Step 6 involves the adjustment of the second laser beam's frequency to a specific multiple of the FSR of the cavity, which is determined by the cavity's physical length. In this manner, this second laser beam will be in resonance with the length of the cavity. The adjustment of its frequency allows setting the frequency offset between the first and second lasers. This precise frequency control is necessary to align the phase of the Radio Frequency (RF) source with the optical reference provided by the first laser, enabling the stabilization of the Radio Frequency (RF) source's frequency in the Radio Frequency (RF) domain. The frequency offset can be achieved through various methods, such as using an Acoustic Optical Modulator (AOM), a Single Sideband Modulator (SSM), or a Laser Frequency Offset Locking (LLOL) technique.

Step 7 involves the process of locking the frequency difference Δf between two lasers by using the frequency of the first laser. This step is characterized by several actions that are preferred in certain embodiments for the successful transfer of stability from an optical source to a radio frequency (RF) source, as will be seen in the following embodiments of this invention.

Step 8 involves the process where the phase stability of an optical source is transferred to a radio frequency (RF) source within the electrical domain. In certain embodiments, this step is the final action in a series of procedures designed to ensure that the RF source operates with stability derived from the optical source.
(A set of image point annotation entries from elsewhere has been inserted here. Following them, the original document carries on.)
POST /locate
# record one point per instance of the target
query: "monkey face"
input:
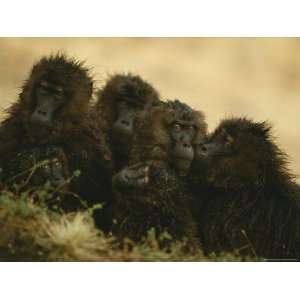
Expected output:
(219, 145)
(49, 98)
(238, 153)
(182, 135)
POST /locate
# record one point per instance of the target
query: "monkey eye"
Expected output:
(192, 128)
(44, 84)
(177, 126)
(228, 140)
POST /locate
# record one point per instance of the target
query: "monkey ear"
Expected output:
(261, 129)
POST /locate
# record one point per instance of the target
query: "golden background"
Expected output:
(254, 77)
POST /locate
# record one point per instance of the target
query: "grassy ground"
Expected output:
(254, 77)
(31, 232)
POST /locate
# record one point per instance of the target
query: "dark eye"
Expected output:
(176, 127)
(228, 140)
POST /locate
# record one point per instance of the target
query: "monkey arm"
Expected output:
(161, 204)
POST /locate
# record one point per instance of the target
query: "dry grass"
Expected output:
(30, 232)
(254, 77)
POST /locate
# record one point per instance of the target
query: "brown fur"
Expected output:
(164, 203)
(74, 131)
(250, 199)
(120, 87)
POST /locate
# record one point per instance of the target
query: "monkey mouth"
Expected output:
(182, 164)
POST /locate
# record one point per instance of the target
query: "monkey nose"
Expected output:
(42, 113)
(125, 122)
(187, 145)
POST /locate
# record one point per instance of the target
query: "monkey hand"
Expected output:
(135, 176)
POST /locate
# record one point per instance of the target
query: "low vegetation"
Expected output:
(29, 231)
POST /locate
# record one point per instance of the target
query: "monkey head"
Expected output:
(58, 90)
(239, 153)
(121, 100)
(168, 132)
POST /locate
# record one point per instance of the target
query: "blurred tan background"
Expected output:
(254, 77)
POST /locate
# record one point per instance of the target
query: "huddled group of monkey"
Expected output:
(149, 163)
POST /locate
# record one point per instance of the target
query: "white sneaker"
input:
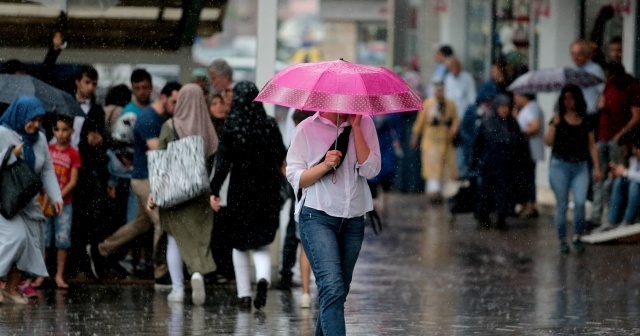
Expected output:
(198, 295)
(176, 296)
(305, 301)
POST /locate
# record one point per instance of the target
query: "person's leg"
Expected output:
(633, 202)
(262, 261)
(49, 227)
(617, 195)
(63, 242)
(305, 272)
(598, 187)
(559, 176)
(175, 265)
(243, 273)
(350, 239)
(319, 234)
(579, 186)
(141, 224)
(289, 251)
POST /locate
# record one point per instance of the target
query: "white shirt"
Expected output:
(591, 94)
(461, 89)
(350, 196)
(526, 116)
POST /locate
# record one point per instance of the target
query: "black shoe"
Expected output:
(261, 294)
(244, 303)
(163, 283)
(285, 284)
(96, 260)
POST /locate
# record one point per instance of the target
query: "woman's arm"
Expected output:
(597, 175)
(550, 137)
(362, 148)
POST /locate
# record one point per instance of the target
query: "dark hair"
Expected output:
(616, 40)
(13, 66)
(502, 100)
(581, 104)
(65, 119)
(216, 96)
(118, 95)
(446, 50)
(139, 75)
(529, 96)
(87, 70)
(168, 89)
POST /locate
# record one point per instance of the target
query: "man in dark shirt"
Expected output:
(145, 132)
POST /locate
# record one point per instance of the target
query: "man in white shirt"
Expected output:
(460, 87)
(581, 55)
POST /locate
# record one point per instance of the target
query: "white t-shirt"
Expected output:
(527, 115)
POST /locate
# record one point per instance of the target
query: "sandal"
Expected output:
(61, 284)
(17, 299)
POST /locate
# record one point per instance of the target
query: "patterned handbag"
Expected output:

The optical source, the RF source, and the systems that facilitate the stability transfer, including the cavity with a defined Free Spectral Range (FSR), the frequency adjustable second laser, and the Radio Frequency (RF) source acting as a frequency generator, are all integral to this step.

The actions include locking the cavity to the wavelength of the stable laser (Step 7), which ensures that the cavity's length is resonant with the laser's wavelength. This allows for precise control over the frequency of the second laser injected into the cavity. The frequency difference between the two lasers is defined using a frequency generator (Step 6), which is an RF source. Techniques such as Acoustic Optical Modulation (AOM), Single Sideband Modulation (SSM), or Laser Frequency Offset Locking (LFOL) are employed to achieve the desired frequency difference.

The frequency of the RF source is then locked by using a maximum or minimum in the transmitted or reflected light by the cavity. In at least one of the following embodiments this is detected by a photodiode, and the signal is used to control the RF source's frequency through a feedback loop involving a Proportional-Integral-Derivative (PID) controller and a piezoelectric actuator that adjusts the cavity length.